An example of a regular tessellation is the one formed by dividing up a cube in half twice, resulting in four cubes. There are many other regular tessellations too, such as six-sided cells divided into three pairs or twelve-sided cells divided into four quadruples.

In an irregular tessellation, the sizes of cells vary. It is not possible to define exactly how large or small a cell must be to be considered irregular; instead, this type of tessellation is described only by its overall symmetry.

A tessellation pattern is one that is made up of forms that do not have any gaps or overlaps. Tessellations can be created using simple geometric forms (such as squares and triangles) or with much more complicated or irregular shapes (such as **stylized birds** or fish) that have been engineered to fit together neatly in a repeating pattern.
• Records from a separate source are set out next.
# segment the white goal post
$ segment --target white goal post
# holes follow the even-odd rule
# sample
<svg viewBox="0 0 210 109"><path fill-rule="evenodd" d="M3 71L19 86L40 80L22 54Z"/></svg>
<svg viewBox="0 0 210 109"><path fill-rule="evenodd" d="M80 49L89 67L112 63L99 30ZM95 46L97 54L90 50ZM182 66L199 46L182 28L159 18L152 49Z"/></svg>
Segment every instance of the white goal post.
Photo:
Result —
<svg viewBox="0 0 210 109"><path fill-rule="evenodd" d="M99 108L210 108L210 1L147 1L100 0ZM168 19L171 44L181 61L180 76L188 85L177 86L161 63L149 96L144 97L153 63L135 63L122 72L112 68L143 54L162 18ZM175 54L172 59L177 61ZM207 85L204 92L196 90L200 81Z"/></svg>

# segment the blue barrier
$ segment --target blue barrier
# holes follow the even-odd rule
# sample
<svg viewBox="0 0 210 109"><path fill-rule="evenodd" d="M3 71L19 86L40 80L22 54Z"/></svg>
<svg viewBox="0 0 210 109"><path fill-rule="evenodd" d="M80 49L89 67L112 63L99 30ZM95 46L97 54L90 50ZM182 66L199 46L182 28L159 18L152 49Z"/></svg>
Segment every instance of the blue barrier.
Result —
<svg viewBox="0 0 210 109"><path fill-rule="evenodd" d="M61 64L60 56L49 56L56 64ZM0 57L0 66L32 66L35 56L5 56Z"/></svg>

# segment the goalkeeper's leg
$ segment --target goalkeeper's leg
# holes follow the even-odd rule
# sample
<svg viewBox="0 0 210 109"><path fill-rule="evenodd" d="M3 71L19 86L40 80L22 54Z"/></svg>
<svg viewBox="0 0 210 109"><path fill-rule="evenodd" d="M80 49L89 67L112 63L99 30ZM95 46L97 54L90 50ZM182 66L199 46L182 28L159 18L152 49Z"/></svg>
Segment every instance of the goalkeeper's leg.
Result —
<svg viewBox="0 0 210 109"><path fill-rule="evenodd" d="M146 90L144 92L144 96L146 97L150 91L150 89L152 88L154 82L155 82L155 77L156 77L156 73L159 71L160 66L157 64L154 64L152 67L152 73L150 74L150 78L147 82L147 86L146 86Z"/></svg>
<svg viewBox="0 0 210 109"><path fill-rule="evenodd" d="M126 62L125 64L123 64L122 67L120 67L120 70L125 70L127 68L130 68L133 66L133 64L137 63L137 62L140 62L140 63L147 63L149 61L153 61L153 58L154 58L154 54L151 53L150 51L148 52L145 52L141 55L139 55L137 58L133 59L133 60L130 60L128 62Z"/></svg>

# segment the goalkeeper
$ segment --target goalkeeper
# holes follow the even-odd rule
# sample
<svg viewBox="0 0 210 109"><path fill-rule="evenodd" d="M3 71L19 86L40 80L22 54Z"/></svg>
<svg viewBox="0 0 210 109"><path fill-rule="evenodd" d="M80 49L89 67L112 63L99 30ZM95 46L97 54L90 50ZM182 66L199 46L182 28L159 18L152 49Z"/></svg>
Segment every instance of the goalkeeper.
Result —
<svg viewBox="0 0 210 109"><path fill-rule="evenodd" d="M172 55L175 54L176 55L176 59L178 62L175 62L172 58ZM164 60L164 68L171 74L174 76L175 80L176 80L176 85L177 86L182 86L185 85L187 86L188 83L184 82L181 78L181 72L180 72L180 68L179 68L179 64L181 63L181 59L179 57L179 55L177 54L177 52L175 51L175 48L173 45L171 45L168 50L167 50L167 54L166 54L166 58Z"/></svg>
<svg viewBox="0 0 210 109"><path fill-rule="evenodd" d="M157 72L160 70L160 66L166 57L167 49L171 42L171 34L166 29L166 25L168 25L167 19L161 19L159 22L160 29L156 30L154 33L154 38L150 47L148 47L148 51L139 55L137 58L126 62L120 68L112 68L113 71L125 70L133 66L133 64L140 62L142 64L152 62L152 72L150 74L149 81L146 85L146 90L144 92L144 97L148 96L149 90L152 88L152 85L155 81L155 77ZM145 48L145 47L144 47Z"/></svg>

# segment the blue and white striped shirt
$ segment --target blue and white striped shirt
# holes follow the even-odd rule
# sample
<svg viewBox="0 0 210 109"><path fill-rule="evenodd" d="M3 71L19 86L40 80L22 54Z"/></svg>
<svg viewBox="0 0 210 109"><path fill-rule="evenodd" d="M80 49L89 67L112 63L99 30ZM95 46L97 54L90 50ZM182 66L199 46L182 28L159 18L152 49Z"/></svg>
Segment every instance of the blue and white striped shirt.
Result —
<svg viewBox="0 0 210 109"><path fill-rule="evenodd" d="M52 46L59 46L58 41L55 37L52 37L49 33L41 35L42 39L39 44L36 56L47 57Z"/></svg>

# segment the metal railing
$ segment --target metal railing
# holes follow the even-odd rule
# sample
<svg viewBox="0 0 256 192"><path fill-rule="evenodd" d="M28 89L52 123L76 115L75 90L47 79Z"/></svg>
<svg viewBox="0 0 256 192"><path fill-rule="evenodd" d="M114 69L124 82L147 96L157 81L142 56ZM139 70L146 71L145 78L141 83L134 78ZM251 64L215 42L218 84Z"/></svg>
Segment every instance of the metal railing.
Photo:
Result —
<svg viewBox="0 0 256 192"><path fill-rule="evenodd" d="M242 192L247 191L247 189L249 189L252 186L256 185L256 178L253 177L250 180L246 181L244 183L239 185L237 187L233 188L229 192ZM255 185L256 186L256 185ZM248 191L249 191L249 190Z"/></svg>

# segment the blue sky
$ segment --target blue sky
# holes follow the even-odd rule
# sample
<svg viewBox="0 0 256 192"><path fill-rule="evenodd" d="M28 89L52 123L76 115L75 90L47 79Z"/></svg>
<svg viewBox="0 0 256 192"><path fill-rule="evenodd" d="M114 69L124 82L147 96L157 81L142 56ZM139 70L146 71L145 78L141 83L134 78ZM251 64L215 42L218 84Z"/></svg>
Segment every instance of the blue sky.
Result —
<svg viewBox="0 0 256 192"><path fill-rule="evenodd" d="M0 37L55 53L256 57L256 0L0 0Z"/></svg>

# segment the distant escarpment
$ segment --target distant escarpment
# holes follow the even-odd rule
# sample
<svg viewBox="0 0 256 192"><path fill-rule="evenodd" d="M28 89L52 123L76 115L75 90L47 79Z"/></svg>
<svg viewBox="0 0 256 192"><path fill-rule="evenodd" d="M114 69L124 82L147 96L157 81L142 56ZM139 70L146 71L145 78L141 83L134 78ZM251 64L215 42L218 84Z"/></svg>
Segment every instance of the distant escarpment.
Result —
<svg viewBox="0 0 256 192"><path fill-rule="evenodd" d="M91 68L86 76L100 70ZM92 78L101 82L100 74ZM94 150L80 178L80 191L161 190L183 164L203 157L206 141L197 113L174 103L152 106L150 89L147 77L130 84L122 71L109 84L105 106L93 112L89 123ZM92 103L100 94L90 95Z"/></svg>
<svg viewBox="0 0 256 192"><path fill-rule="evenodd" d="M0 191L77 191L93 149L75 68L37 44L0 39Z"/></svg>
The patterns are often used for wall coverings, floor tiles, and roof shingles.

Simple tessellations are those in which each subsequent layer is placed directly on top of the last without lifting the pencil. When creating these patterns it is important to keep in mind what was already drawn on the sheet of paper. You should try to avoid covering over existing lines or filling in areas where there are holes. They can be fun to draw but they take time so only draw them if you have a lot of **free time**!

There are two types of simple tessellations: uniform and non-uniform.

In a uniform tessellation, all parts of the design are equal in size and shape. All triangles in this example are identical in size and position. Uniform designs can be easy to create since you just need to make sure that each layer fits smoothly on top of the previous one without leaving **any gaps** or overlapping.

Non-uniform tessellations contain elements of different sizes or shapes. These designs may require more thought process when drawing them but they are more interesting and varied.